En sept jours, les têtes de colonne roumaines avaient franchi le Danube, alors que l’attaché militaire autrichien assurait aux Bulgares que trois semaines au moins étaient nécessaires à l’opération. Le général Boteano, ancien élève de nos écoles militaires, avait, en sept heures, jeté sur le fleuve un premier pont de bateaux sur lequel passa l’avant-garde. C’était le moment où le sous-chef de l’état-major général de l’armée roumaine, le colonel Christesco, ancien élève de notre école supérieure de guerre et imbu de ses principes, détaché au quartier général des Serbes, encourageait ceux-ci à reprendre l’offensive et à attaquer sur tout le front les Bulgares, de façon à permettre à la mobilisation roumaine de se faire sans être inquiétée. On sait le reste. Les Bulgares, voyant s’avancer sur eux une armée de 500 000 hommes, comprirent à quel danger mortel ils étaient exposés. Ils traitèrent, et cédèrent la portion de territoire que les Roumains ont nommée le quadrilatère et qui est comprise entre les villes de Tourtoukaiïa, Balcik, Rutschuk et Varna : ces deux dernières sont restées bulgares. C’est une surface de 7 525 kilomètres carrés d’excellentes terres qui s’ajoute au royaume moldo-valaque et qui porte sa superficie totale à 138 000 kilomètres. C’est désormais de beaucoup le plus étendu des Etats et principautés qui occupent l’extrémité sud-orientale de l’Europe. Le tableau suivant indique les surfaces et la population :


Kilomètres carrés Population.
Roumanie 138 000 7 500 000
Bulgarie 12 077 4 700 000
Grèce 121 268 4 251 000
Serbie 87 38 4 167 000
Albanie 32 000 880 000
Monténégro 14 256 515 000
Turquie d’Europe 16 201 1 800 000

Tel est le résultat de la courte campagne qui a conduit les Roumains en Bulgarie et qui a, pour beaucoup de Français, été une révélation. Car peu de pays européens sont aussi mal connus chez nous que celui dont nous avons été les principaux créateurs. La seule excuse de l’ignorance où nous sommes trop longtemps restés à son égard est dans la rapidité de son développement. La transformation des principautés moldo-valaques, telles qu’elles étaient il y a un demi-siècle, en une nation moderne, s’est opérée brusquement. Certaines préventions aidant, nous n’avons pas su ou voulu nous tenir au courant de ce qui se passait à Bucarest et dans les provinces. Des livres ou des articles remarquables ont cependant été publiés par certains de nos compatriotes, qui ont pris la peine de se rendre compte par eux-mêmes des progrès réalisés. Nous voudrions apporter aujourd’hui notre pierre à l’édifice, en dressant un tableau sommaire de la situation économique du pays, en rappelant les progrès accomplis et en indiquant les problèmes qui restent à résoudre. Parmi eux, celui de la réforme agraire est au premier plan.

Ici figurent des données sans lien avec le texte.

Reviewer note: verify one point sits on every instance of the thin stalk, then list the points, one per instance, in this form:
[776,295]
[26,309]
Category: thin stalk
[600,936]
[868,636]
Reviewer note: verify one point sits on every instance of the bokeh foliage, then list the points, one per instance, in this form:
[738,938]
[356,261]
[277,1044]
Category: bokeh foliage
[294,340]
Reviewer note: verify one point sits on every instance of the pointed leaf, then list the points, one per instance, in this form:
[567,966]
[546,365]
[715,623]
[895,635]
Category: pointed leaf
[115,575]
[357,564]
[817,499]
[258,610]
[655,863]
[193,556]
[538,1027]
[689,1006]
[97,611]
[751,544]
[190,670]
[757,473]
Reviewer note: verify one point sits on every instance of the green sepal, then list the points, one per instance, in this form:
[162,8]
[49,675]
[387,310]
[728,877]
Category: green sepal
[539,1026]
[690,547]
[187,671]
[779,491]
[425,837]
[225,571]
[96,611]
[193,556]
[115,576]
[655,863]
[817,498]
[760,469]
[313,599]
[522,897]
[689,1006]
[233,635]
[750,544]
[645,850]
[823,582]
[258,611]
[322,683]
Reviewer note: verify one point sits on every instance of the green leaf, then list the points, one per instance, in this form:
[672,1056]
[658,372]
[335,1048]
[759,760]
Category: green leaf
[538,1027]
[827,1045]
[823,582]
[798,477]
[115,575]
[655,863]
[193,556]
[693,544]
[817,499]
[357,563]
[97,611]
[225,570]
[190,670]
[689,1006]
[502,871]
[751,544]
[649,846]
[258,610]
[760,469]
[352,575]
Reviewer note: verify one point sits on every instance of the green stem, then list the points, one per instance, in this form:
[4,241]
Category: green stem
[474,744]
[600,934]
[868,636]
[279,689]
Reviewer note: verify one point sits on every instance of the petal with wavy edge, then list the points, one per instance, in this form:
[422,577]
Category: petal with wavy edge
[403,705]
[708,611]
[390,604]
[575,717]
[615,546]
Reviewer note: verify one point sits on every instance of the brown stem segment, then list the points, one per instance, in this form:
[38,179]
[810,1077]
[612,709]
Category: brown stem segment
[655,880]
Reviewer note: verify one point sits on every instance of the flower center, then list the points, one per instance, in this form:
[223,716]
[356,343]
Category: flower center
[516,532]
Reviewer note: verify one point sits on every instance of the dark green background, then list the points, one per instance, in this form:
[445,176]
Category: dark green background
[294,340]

La Roumanie a tout d’abord été formée par la réunion des deux anciennes principautés de Moldavie et de Valachie : la première, située au Nord, entre le Pruth à l’Est et les monts Carpathes à l’Ouest, a pour ville principale Jassy, tandis que la Valachie, qui s’étend au Sud et vers l’Ouest, est bornée au Nord par les Carpathes, au Sud et à l’Est par le Danube ; au-delà de ce fleuve, vers l’Orient, entre lui et la Mer-Noire, s’étend la Dobroudja, que la Russie donna, en 1878 à la Roumanie, ou plutôt dont elle lui imposa l’échange contre la Bessarabie, province beaucoup plus fertile, annexée à l’empire moscovite par le traité de Berlin.

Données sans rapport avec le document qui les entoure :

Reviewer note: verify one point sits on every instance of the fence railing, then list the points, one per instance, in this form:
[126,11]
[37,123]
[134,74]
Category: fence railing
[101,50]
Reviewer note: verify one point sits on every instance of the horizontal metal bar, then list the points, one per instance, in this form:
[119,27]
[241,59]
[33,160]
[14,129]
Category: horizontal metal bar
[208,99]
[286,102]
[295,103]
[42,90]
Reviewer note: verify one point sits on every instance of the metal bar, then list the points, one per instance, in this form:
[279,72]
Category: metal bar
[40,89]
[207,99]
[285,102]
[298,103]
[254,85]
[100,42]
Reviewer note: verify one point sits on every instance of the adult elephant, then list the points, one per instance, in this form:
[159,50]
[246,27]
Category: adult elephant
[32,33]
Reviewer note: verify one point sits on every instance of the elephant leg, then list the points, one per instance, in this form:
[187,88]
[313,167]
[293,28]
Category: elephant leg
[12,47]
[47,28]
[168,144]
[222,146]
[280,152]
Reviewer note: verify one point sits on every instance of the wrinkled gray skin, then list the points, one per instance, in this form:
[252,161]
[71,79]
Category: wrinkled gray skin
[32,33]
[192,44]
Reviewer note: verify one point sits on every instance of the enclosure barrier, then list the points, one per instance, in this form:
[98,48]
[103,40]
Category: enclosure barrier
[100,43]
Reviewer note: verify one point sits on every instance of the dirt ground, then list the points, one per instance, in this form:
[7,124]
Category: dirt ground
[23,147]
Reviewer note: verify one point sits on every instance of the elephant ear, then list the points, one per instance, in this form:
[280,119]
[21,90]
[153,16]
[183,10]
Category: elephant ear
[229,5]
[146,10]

Dans le discours que le roi Carol prononça le 13 mars 1900, à la séance solennelle de l’Académie roumaine, il rappelait en termes excellens que l’appréciation judicieuse des conditions d’existence et de développement d’un peuple ne peuvent s’acquérir sans la connaissance approfondie de son histoire. Il remettait en même temps à l’Académie un document qui lui paraissait constituer un élément d’information précieux, le journal de l’abbé Comte d’Hauterive, nommé en 1785 secrétaire de l’Hospodar de Moldavie par le comte de Choiseul-Gouffier, ambassadeur de France à Constantinople. Avant de quitter son poste, Hauterive soumit à Alexandre Maurocordato un mémoire sur l’état ancien et actuel de la Moldavie, dans lequel nous trouvons à la fois des renseignemens sur cette province, qui forme aujourd’hui la moitié du royaume de Roumanie, et une série de considérations sur la condition de ses habitans et sur les mesures propres à l’améliorer, dont plusieurs ont été appliquées au XXe siècle.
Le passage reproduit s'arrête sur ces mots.